Eichel is the second-ranked prospect, and expected to be drafted by the Buffalo Sabres, who have the No. 2 pick. The American-born Eichel has a more hard-hitting style than McDavid and proved to be no slouch playing against older competition at Boston University. He led the nation with 71 points (26 goals, 45 assists) in becoming college hockey’s second freshman to win the Hobey Baker award.
What’s not up for debate is each player’s ability.
“They both are going to be big contributors in the NHL,” Central Scouting director Dan Marr said. “They’re going to make a difference for their team. They’re going to make an impact. They’re going to put up numbers. And they’re going to be special players.”
The challenge for Marr and his staff was ranking the two.
“It’s a fine line,” Marr said, before noting McDavid earned the edge because he is regarded to have more potential.
“We feel the best is yet to come,” Marr said. “There’s still room for growth in his game.”
Boston Bruins general manager Don Sweeney called both “foundational-type players.”
McDavid and Eichel are among 120 prospects attending the weeklong combine, which concludes with physical testing Saturday.
Boston College defenceman Noah Hanifin is ranked third by Central Scouting, followed by McDavid’s teammate Dylan Strome.
Hanifin acknowledged he would be shocked if McDavid and Eichel weren’t drafted first and second.
“All they attention they’ve gotten this year, they deserve,” Hanifin said.
Strome, meanwhile, had the best comment of the day, when asked how opposing teams might defend against McDavid.
“Good luck, I guess,” Strome said.
Players spent the early part of the week holding one-on-one interviews with team executives.
McDavid had only had a few meetings, including interviews with the Oilers and Toronto Maple Leafs, who have the fourth pick.
He acknowledged being surprised in April when the Oilers jumped two spots ahead of Buffalo and Arizona to land the No. 1 pick during the NHL draft lottery.
“It was more shock than anything,” McDavid said, noting he’s prepared to play for whichever team drafts him.
“There’s nothing to accept,” he said. “If it’s Edmonton, it’s great. If not, it will be great anywhere in the NHL.”
Eichel met with five teams, including the Sabres.
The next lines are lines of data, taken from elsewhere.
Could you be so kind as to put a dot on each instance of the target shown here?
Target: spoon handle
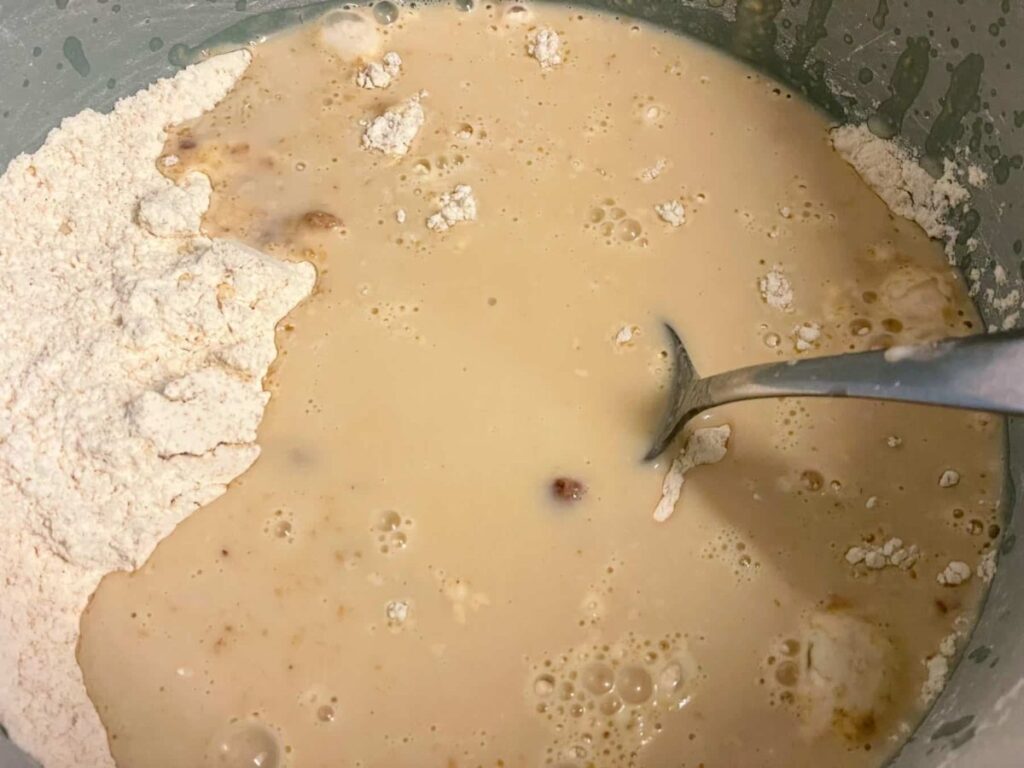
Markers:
(979, 373)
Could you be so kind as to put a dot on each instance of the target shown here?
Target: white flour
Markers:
(776, 289)
(379, 74)
(456, 207)
(545, 46)
(896, 176)
(704, 446)
(672, 212)
(891, 553)
(132, 353)
(806, 336)
(393, 131)
(955, 573)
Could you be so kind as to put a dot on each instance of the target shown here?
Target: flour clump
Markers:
(379, 74)
(457, 206)
(897, 177)
(776, 289)
(672, 212)
(704, 446)
(132, 352)
(546, 47)
(393, 131)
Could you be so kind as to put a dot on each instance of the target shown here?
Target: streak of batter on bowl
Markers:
(500, 229)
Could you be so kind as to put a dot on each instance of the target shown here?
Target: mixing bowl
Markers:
(945, 76)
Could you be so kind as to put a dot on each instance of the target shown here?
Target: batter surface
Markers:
(445, 555)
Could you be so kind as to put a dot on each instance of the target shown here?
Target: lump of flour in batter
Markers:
(846, 676)
(457, 206)
(350, 36)
(704, 446)
(672, 212)
(117, 312)
(176, 211)
(545, 47)
(379, 74)
(776, 289)
(393, 131)
(897, 177)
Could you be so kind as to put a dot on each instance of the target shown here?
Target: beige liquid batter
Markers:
(394, 585)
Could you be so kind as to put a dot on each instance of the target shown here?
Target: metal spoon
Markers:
(978, 373)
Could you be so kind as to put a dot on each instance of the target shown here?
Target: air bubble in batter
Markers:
(385, 12)
(598, 678)
(245, 744)
(634, 684)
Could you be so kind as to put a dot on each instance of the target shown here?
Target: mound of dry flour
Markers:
(132, 352)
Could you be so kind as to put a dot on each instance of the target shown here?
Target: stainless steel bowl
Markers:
(944, 75)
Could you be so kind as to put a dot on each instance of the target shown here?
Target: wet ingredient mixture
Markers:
(448, 553)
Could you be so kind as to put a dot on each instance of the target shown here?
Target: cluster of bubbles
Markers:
(974, 525)
(440, 165)
(245, 742)
(728, 547)
(781, 672)
(612, 223)
(394, 317)
(391, 531)
(604, 702)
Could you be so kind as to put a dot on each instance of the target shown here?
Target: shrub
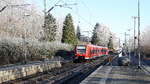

“I didn’t do any preparation, to be honest with you,” Eichel said of his approach to the meetings. “I think the most important thing about going into interviews like that is just be yourself, talk from the heart.”
He’s spent part of the week touring the city, and sampled some Buffalo chicken wings.
Eichel has not yet decided whether he’ll turn pro next season or return to Boston University. He expects to make the decision following the draft.